Data quality check

RRB · May 5, 2021, 12:36pm

Hi,

Sorry this might seem like a silly question but I am not able to figure it out.

I am looking for ways to check if the data received today is similar to the one received yesterday.

To elaborate - we receive several excel files (.csv, .xlsx etc) with 30-40 columns and 1000s of rows. Now although it is understandable that the data received yesterday won’t be exactly the same as that received today, but what I am trying to achieve is just have some sort of checks in place to see if any of the columns are missing than what we would normally expect or if the total number of records has drastically changed as compared to the day before.

Is there any way to do that?

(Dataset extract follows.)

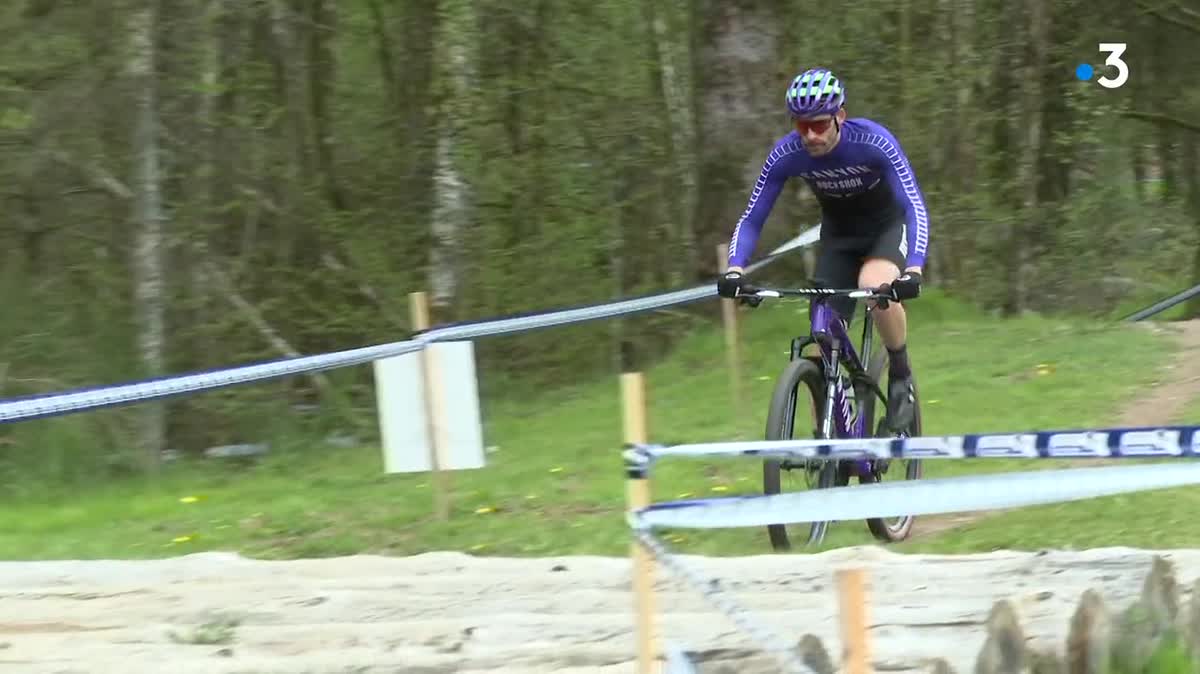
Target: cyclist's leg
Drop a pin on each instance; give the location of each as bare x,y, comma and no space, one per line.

If anyone could just guide me on this, that’d be really appreciated.

Thank you.
R

dgudkov · May 5, 2021, 1:00pm

You can start with clear definitions of checks. A clear definition is usually a result of answering questions, for instance:

How would you define if a column is missing? For example, is it a column name that was present yesterday and but not today or something else? Should the column name have exactly the same spelling or there can be slight variations? Do you have optional columns which can be missing and that's OK?

What's "drastically" here? Is 10% change drastic or not? How about 5%, 20%?

And so on.

Once you have the rules clearly defined, make sure that you store somewhere and can access the data required for the rules - e.g. column names, max values, etc.

Finally, use actions and expressions in EasyMorph to construct the checks according to the definitions and using the stored data from the previous load.

RRB · May 5, 2021, 1:16pm

Hi @dgudkov

Ah ok, thank you for explaining that.

I’ll try that and let you know how it goes.

Thank you so much.
R